Тут поднялся на резвы ноги

Сильный могучий молодец,

Богатырь Иосиф свет Виссарионович,

Стал он по палатушкам похаживать,

Стал он кудри свои поглаживать,

И усы свои позакручивать,

Стал он трубочку покуривать.

Создание образа великого вождя было «всенародным делом», и тысячи безвестных творцов внесли в этот образ частицу своей фантазии… Так же относится к Сталину и Владимир Шаров, в романе «До и во время» он обращается с образом Сталина как с мифологическим героем, судьбу которого без ущерба для основного сюжета его жизни можно «досочинить». В «Старой девочке» героиня Шарова после Октябрьской революции затеяла создание цикла былин о советских вождях. Первым делом она сочиняет былину о Емельяне Ярославском (богатыре Емеле), а затем приступает к созданию эпического произведения о Ленине под названием «Свое взял, а не чужое похитил». В былине рассказывается о том, что Александр и Владимир Ульяновы были сыновьями императора Александра III, которых вырастила семья чиновника Ильи Ульянова. Александр, узнав о своем царском происхождении, написал письмо Николаю II, а когда тот не удостоил его ответа, то решил убить узурпатора. Поэтому приход августейшего революционера Ульянова-Ленина-Романова к власти – это не революция, а скорее династический переворот, каким его и замышляли российские монархисты – на место одного Романова приходит другой.

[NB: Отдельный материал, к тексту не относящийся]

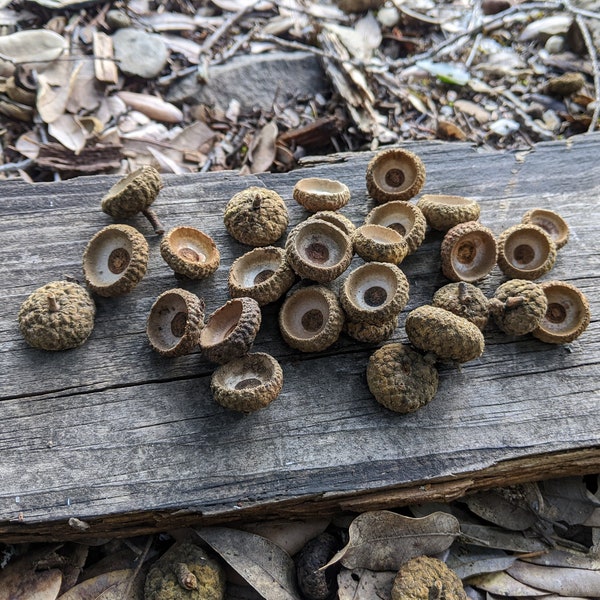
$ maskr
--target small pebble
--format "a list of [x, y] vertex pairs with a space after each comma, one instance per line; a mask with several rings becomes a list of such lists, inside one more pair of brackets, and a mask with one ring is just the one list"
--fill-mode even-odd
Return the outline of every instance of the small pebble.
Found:
[[167, 64], [169, 53], [159, 35], [126, 27], [112, 36], [115, 58], [125, 75], [145, 79], [157, 77]]
[[551, 96], [570, 96], [585, 85], [585, 77], [581, 73], [568, 72], [560, 77], [552, 77], [546, 83], [546, 93]]
[[562, 35], [551, 35], [544, 45], [548, 54], [558, 54], [565, 47], [565, 38]]
[[125, 27], [131, 27], [131, 19], [122, 10], [113, 9], [106, 13], [106, 24], [111, 29], [124, 29]]

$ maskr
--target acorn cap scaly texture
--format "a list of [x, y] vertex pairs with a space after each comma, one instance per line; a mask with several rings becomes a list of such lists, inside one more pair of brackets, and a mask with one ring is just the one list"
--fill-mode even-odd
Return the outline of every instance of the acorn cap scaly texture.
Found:
[[186, 225], [173, 227], [160, 241], [160, 254], [178, 275], [188, 279], [204, 279], [212, 275], [221, 262], [214, 240]]
[[289, 216], [275, 191], [252, 186], [235, 194], [223, 216], [229, 234], [248, 246], [270, 246], [285, 232]]
[[521, 223], [531, 223], [541, 227], [560, 250], [569, 241], [569, 226], [567, 222], [553, 210], [532, 208], [521, 219]]
[[440, 360], [463, 363], [483, 354], [485, 341], [479, 328], [443, 308], [419, 306], [408, 313], [404, 327], [413, 346], [433, 352]]
[[321, 177], [305, 177], [294, 185], [294, 200], [310, 212], [338, 210], [348, 204], [350, 190], [345, 183]]
[[410, 413], [433, 400], [438, 372], [432, 361], [405, 344], [386, 344], [367, 364], [367, 384], [377, 402]]
[[356, 229], [356, 225], [345, 215], [340, 212], [333, 210], [320, 210], [314, 215], [311, 215], [309, 219], [319, 219], [321, 221], [327, 221], [337, 228], [341, 229], [347, 236], [351, 236]]
[[427, 221], [421, 209], [410, 202], [386, 202], [367, 215], [365, 225], [382, 225], [397, 231], [408, 244], [412, 254], [425, 239]]
[[364, 321], [344, 321], [344, 331], [357, 342], [380, 344], [389, 340], [398, 327], [398, 315], [392, 315], [387, 321], [378, 325]]
[[383, 225], [361, 225], [351, 237], [354, 251], [363, 260], [400, 264], [408, 244], [397, 231]]
[[477, 221], [481, 208], [472, 198], [446, 194], [423, 194], [417, 202], [433, 229], [448, 231], [459, 223]]
[[70, 281], [51, 281], [21, 304], [19, 329], [34, 348], [68, 350], [88, 339], [95, 315], [96, 305], [84, 287]]
[[490, 312], [498, 328], [509, 335], [525, 335], [536, 329], [546, 314], [548, 301], [537, 283], [511, 279], [498, 287]]
[[479, 329], [487, 325], [489, 318], [488, 299], [471, 283], [460, 281], [441, 287], [431, 300], [431, 305], [449, 310], [476, 325]]
[[281, 365], [264, 352], [246, 354], [221, 365], [210, 380], [213, 397], [221, 406], [244, 413], [271, 404], [282, 387]]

Владимир Шаров подчеркивает, что его романы нельзя определять как «историческую прозу», и, если помнить, что Шаров – профессиональный историк, специалист по истории Смутного времени, то эти его слова обретают принципиальное значение. Порой Шаров создает атмосферу некой исторической клоунады, фарса, когда известные исторические персонажи вроде Ленина или Сталина начинают играть трагикомическую роль, притворяться и гримасничать. Диктатор в клоунском гриме выглядит еще страшнее. История ломает комедию для будущего, она надевает маску, выходя на сцену перед зрителями-потомками. И взгляд на российскую историю «глазами клоуна» оказывается не таким уж нелепым…

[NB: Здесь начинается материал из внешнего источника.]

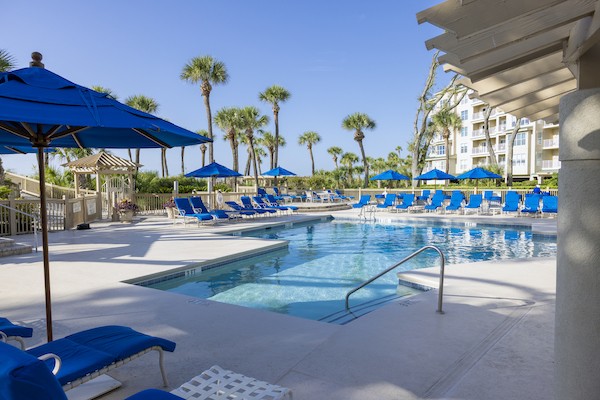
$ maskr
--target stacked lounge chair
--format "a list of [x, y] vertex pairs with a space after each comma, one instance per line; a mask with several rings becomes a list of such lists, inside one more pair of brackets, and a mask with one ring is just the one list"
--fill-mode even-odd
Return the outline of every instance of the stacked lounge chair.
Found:
[[371, 195], [363, 194], [360, 196], [360, 199], [358, 199], [358, 203], [352, 204], [352, 208], [363, 208], [364, 206], [369, 204], [369, 201], [371, 201]]
[[540, 212], [540, 199], [541, 195], [537, 193], [528, 194], [525, 196], [525, 204], [521, 208], [521, 213], [533, 215], [534, 217]]
[[469, 202], [464, 206], [463, 213], [467, 214], [468, 212], [475, 211], [476, 213], [481, 212], [481, 203], [483, 201], [483, 196], [481, 194], [472, 194], [469, 196]]
[[393, 207], [396, 202], [396, 194], [388, 193], [383, 199], [383, 203], [377, 204], [377, 208], [386, 210], [388, 207]]
[[504, 205], [502, 206], [503, 213], [516, 212], [519, 213], [519, 203], [521, 202], [521, 195], [517, 192], [508, 191], [504, 197]]
[[431, 198], [431, 203], [427, 204], [424, 209], [426, 211], [437, 211], [438, 208], [442, 207], [442, 203], [444, 202], [444, 193], [438, 192], [433, 195]]
[[396, 205], [396, 211], [409, 211], [415, 201], [413, 193], [405, 193], [402, 195], [402, 203]]
[[248, 210], [245, 207], [242, 207], [241, 205], [236, 203], [235, 201], [226, 201], [225, 204], [227, 204], [227, 206], [229, 208], [231, 208], [233, 211], [237, 212], [239, 215], [245, 215], [247, 217], [255, 217], [256, 214], [261, 214], [255, 210]]
[[[275, 207], [281, 207], [282, 205], [279, 204], [279, 202], [277, 201], [277, 198], [275, 196], [273, 196], [272, 194], [268, 194], [267, 195], [267, 201], [269, 202], [269, 204], [271, 206], [275, 206]], [[285, 207], [290, 210], [290, 211], [298, 211], [298, 207], [296, 206], [292, 206], [289, 204], [286, 204]]]
[[229, 221], [229, 220], [236, 220], [236, 219], [239, 219], [239, 217], [241, 217], [240, 215], [233, 215], [233, 214], [230, 215], [225, 210], [208, 211], [208, 209], [204, 205], [204, 202], [202, 201], [202, 198], [199, 196], [190, 197], [190, 203], [192, 203], [192, 207], [194, 208], [195, 212], [197, 212], [199, 214], [210, 214], [216, 220]]
[[465, 201], [465, 195], [459, 190], [453, 191], [452, 196], [450, 197], [450, 204], [444, 208], [444, 212], [460, 210], [463, 205], [463, 201]]
[[250, 200], [250, 197], [248, 196], [242, 196], [240, 197], [240, 200], [242, 201], [242, 207], [244, 208], [244, 210], [248, 210], [248, 211], [255, 211], [261, 215], [267, 215], [267, 214], [275, 214], [277, 212], [276, 209], [274, 208], [256, 208], [252, 205], [252, 200]]
[[542, 196], [542, 215], [558, 213], [558, 196]]

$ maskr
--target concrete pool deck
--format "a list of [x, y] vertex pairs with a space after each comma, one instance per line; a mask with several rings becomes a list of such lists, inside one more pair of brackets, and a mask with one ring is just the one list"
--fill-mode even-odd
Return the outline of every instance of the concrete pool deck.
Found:
[[[358, 210], [328, 213], [356, 218]], [[437, 291], [390, 303], [358, 320], [332, 325], [122, 283], [240, 252], [284, 243], [232, 230], [328, 214], [260, 218], [196, 227], [144, 217], [133, 224], [92, 223], [87, 231], [49, 235], [54, 335], [99, 325], [127, 325], [177, 343], [165, 357], [171, 387], [210, 366], [289, 387], [304, 399], [548, 399], [553, 390], [556, 260], [451, 265], [445, 314]], [[382, 221], [457, 215], [376, 214]], [[468, 216], [466, 222], [534, 223], [552, 233], [555, 219]], [[16, 237], [31, 242], [31, 236]], [[410, 273], [437, 280], [437, 268]], [[0, 259], [0, 315], [34, 327], [28, 346], [44, 342], [41, 254]], [[149, 354], [110, 373], [123, 382], [103, 399], [159, 387]]]

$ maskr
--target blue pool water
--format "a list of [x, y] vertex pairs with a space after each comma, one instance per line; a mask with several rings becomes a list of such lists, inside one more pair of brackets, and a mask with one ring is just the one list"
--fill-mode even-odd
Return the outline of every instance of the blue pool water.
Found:
[[[288, 240], [289, 248], [151, 287], [318, 320], [342, 310], [348, 290], [425, 245], [439, 246], [447, 265], [556, 255], [555, 237], [504, 227], [334, 220], [244, 236]], [[410, 294], [414, 289], [398, 287], [396, 273], [437, 265], [437, 253], [421, 253], [356, 292], [351, 304]]]

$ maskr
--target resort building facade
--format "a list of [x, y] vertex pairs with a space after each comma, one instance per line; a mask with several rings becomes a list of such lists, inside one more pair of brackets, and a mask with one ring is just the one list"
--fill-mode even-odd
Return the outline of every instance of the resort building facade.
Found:
[[[438, 104], [434, 114], [444, 102]], [[441, 132], [435, 132], [429, 144], [425, 171], [438, 168], [446, 170], [446, 151], [449, 151], [448, 173], [458, 175], [475, 167], [488, 166], [490, 152], [485, 138], [484, 114], [488, 104], [480, 99], [464, 96], [454, 112], [462, 120], [462, 127], [450, 130], [448, 149]], [[494, 108], [489, 117], [489, 132], [498, 166], [506, 174], [507, 144], [517, 123], [517, 118]], [[513, 179], [538, 180], [549, 177], [560, 169], [558, 160], [557, 124], [521, 119], [521, 126], [513, 145]]]

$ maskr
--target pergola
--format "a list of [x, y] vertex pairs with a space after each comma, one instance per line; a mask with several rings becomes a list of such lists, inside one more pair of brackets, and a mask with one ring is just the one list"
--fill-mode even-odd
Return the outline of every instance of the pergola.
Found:
[[[133, 182], [133, 175], [141, 165], [100, 151], [97, 154], [63, 164], [63, 167], [67, 167], [73, 171], [75, 177], [75, 196], [79, 196], [80, 175], [96, 175], [96, 193], [101, 193], [102, 187], [100, 184], [100, 175], [127, 175], [129, 182]], [[134, 188], [131, 187], [131, 190], [133, 189]], [[107, 196], [109, 196], [107, 204], [110, 205], [110, 193], [107, 193]]]
[[426, 42], [491, 106], [560, 123], [556, 399], [600, 396], [600, 1], [447, 0]]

Литературовед И.С. Скоропанова находит в творчестве Шарова свойственное постмодернистам стремление лишить категорию настоящего своего привилегированного статуса по отношению к прошлому и построить гибридное «прошло-настояще-будущее». Невольно вспоминается «трезубец» Поля Валери – в каждый момент времени существует прошедшее, настоящее и будущее и, вонзив «трезубец» в любую произвольную точку, «мы можем определить место Настоящего в Настоящем, Настоящего в Будущем и Будущего в Позапрошлом». Герой романа «До и во время» после черепно-мозговой травмы периодически теряет память, но находит утешение в мысли, что через потерю памяти он очищается, «всякая дрянь и мерзость уходит, и я снова, как младенец, невинен и чист». Он словно бы выпадает из времени, а значит, может произвольно передвигаться в любом направлении, не будучи привязанным к современности. «Трезубец» действительно вонзается в произвольную точку истории.

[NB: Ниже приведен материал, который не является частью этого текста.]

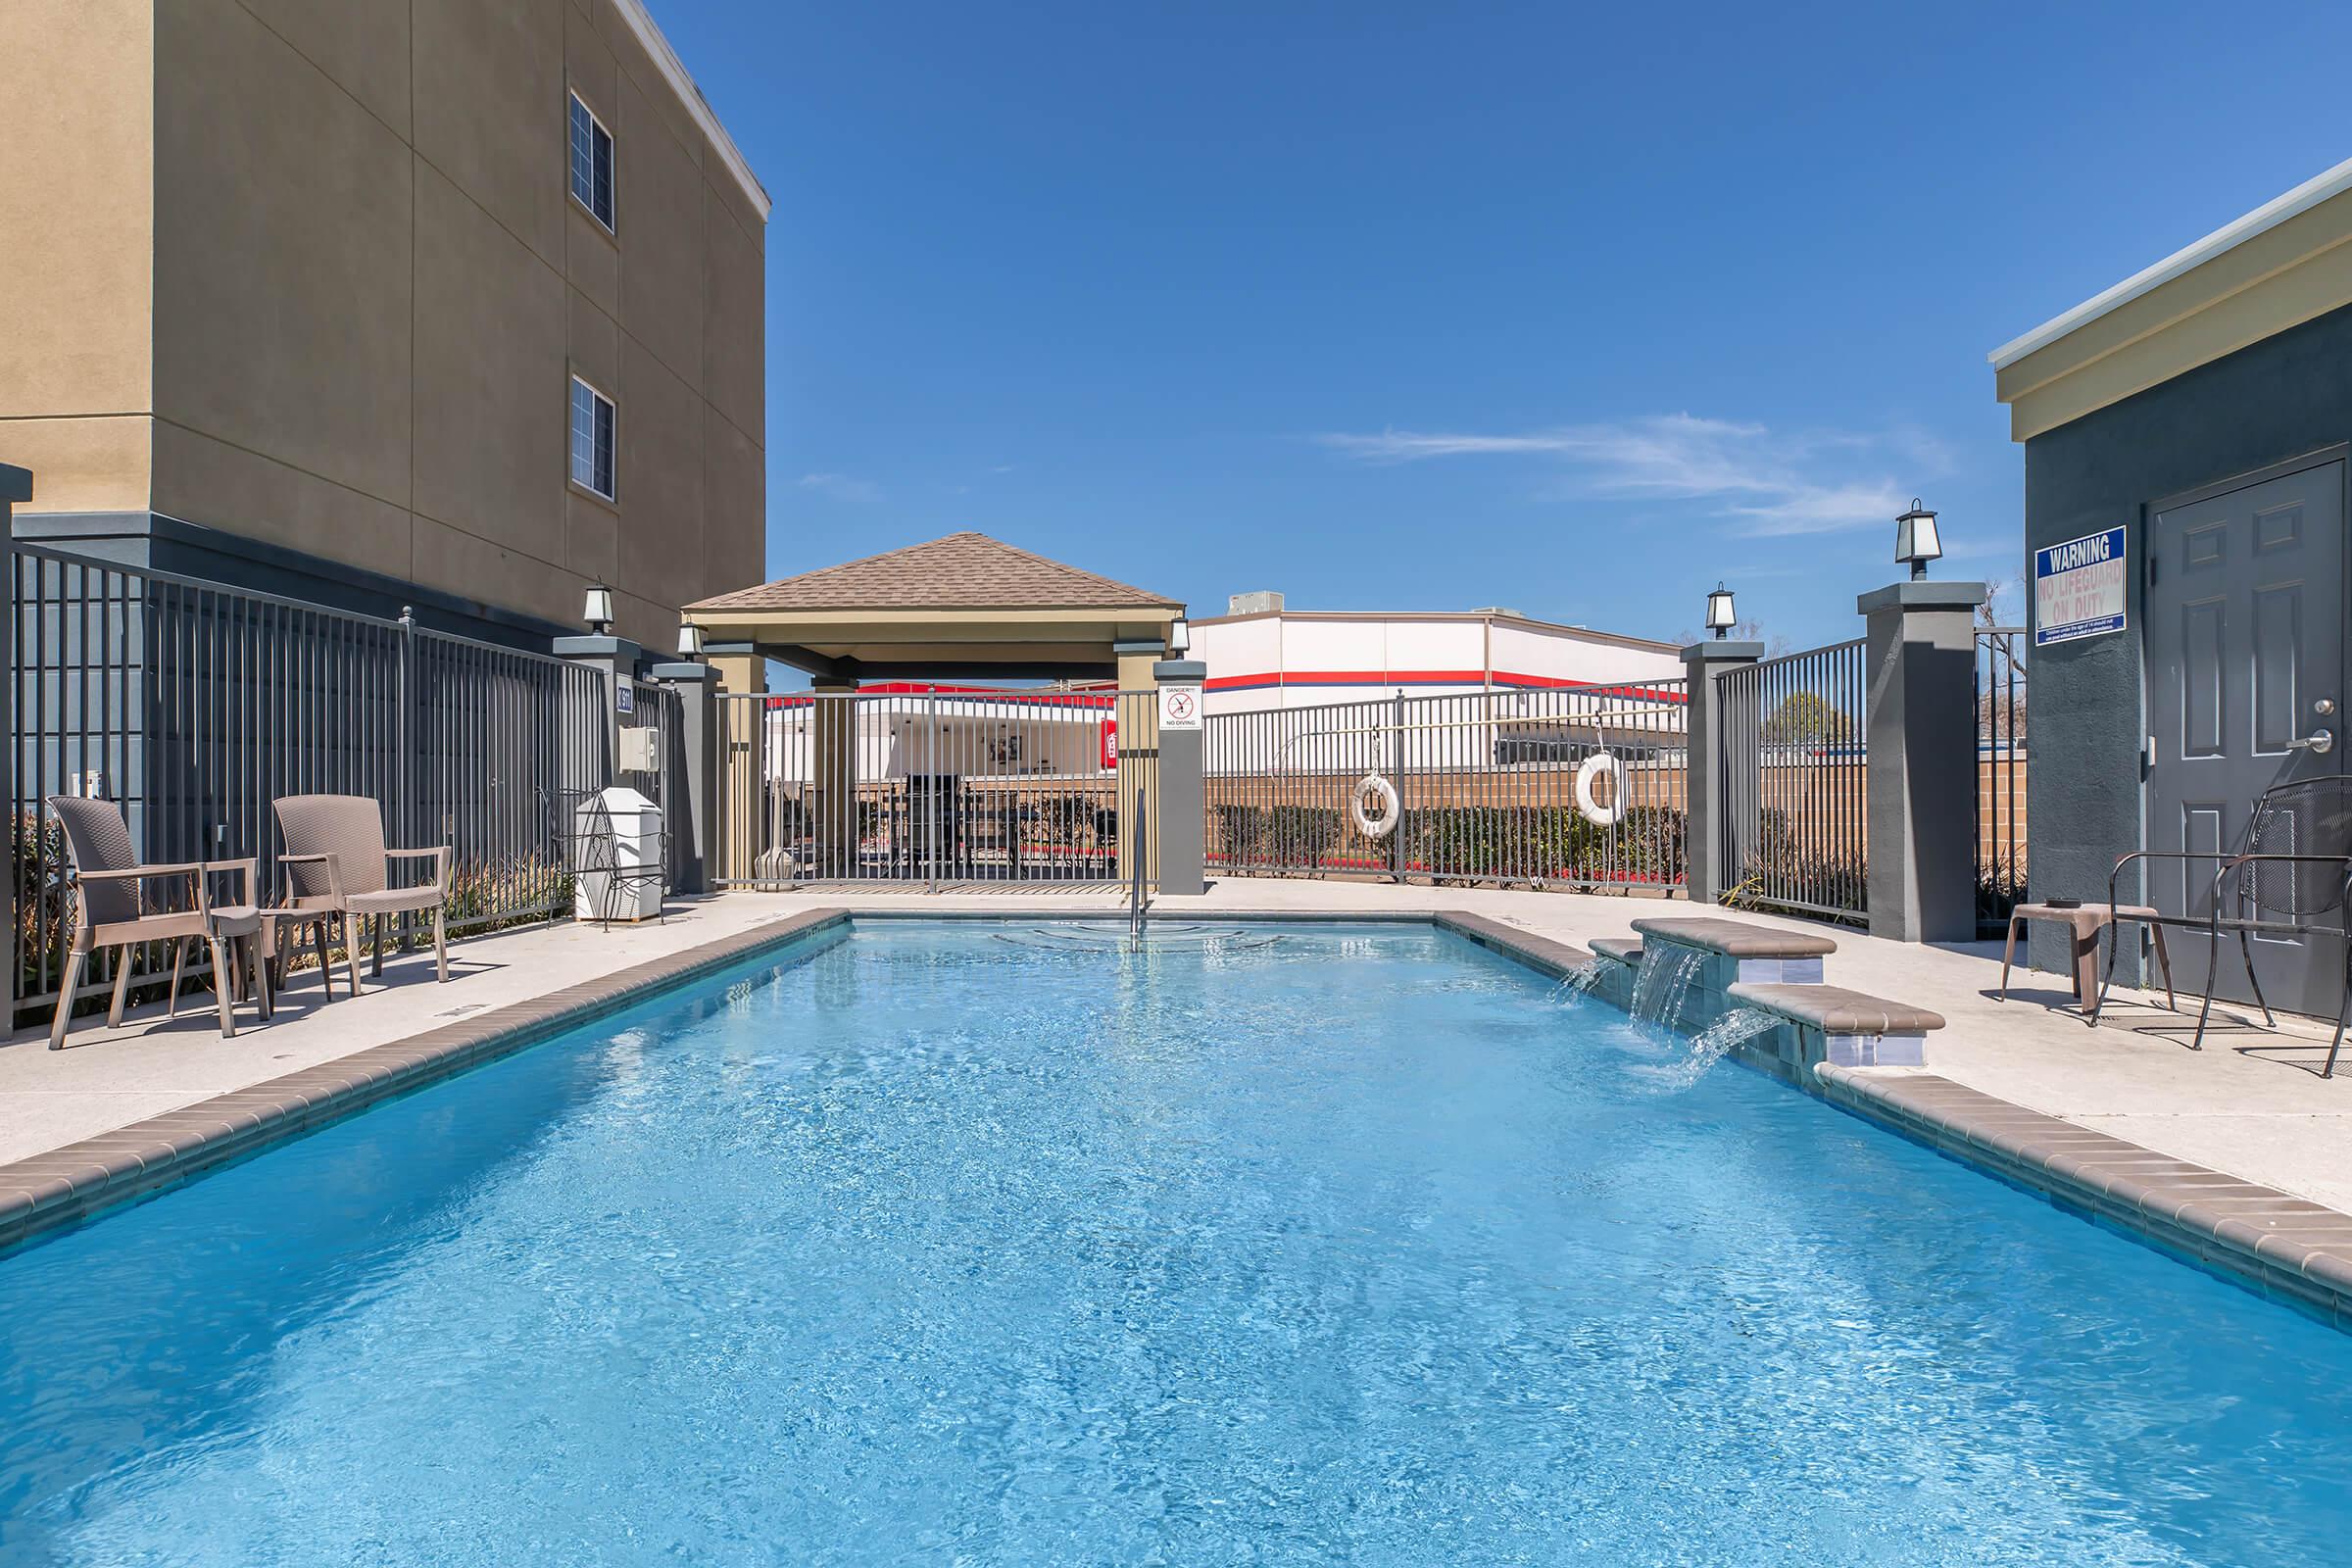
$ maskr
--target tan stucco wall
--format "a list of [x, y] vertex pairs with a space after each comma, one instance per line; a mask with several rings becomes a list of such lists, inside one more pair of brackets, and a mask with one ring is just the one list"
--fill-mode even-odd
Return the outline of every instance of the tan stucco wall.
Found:
[[147, 505], [153, 15], [0, 4], [0, 463], [40, 511]]
[[[568, 195], [567, 83], [616, 233]], [[611, 0], [10, 0], [0, 95], [12, 253], [62, 234], [0, 291], [39, 510], [565, 623], [602, 575], [655, 648], [760, 579], [763, 225]], [[569, 483], [575, 368], [617, 408], [612, 503]]]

На страницах своих романов Шаров выглядит человеком, глубоко разочарованным в возможностях исторической науки и исторического познания вообще. Если историческая наука так часто становится орудием сокрытия истины, значит – чем дальше от достоверности, тем ближе к истине… Подобно Владиславу Отрошенко, Владимир Шаров порой создает иллюзию научно-исторического изыскания, подкрепленного архивными источниками, свидетельством истинности описываемых события, однако на самом деле происходит не восстановление утраченного, а сотворение новой, никогда не бывшей реальности, как поход казаков Матвея Платова к Гималаям или создание патриархом Никоном «тайного общества», состоящего из участников мистерии французского комедиографа Сертана.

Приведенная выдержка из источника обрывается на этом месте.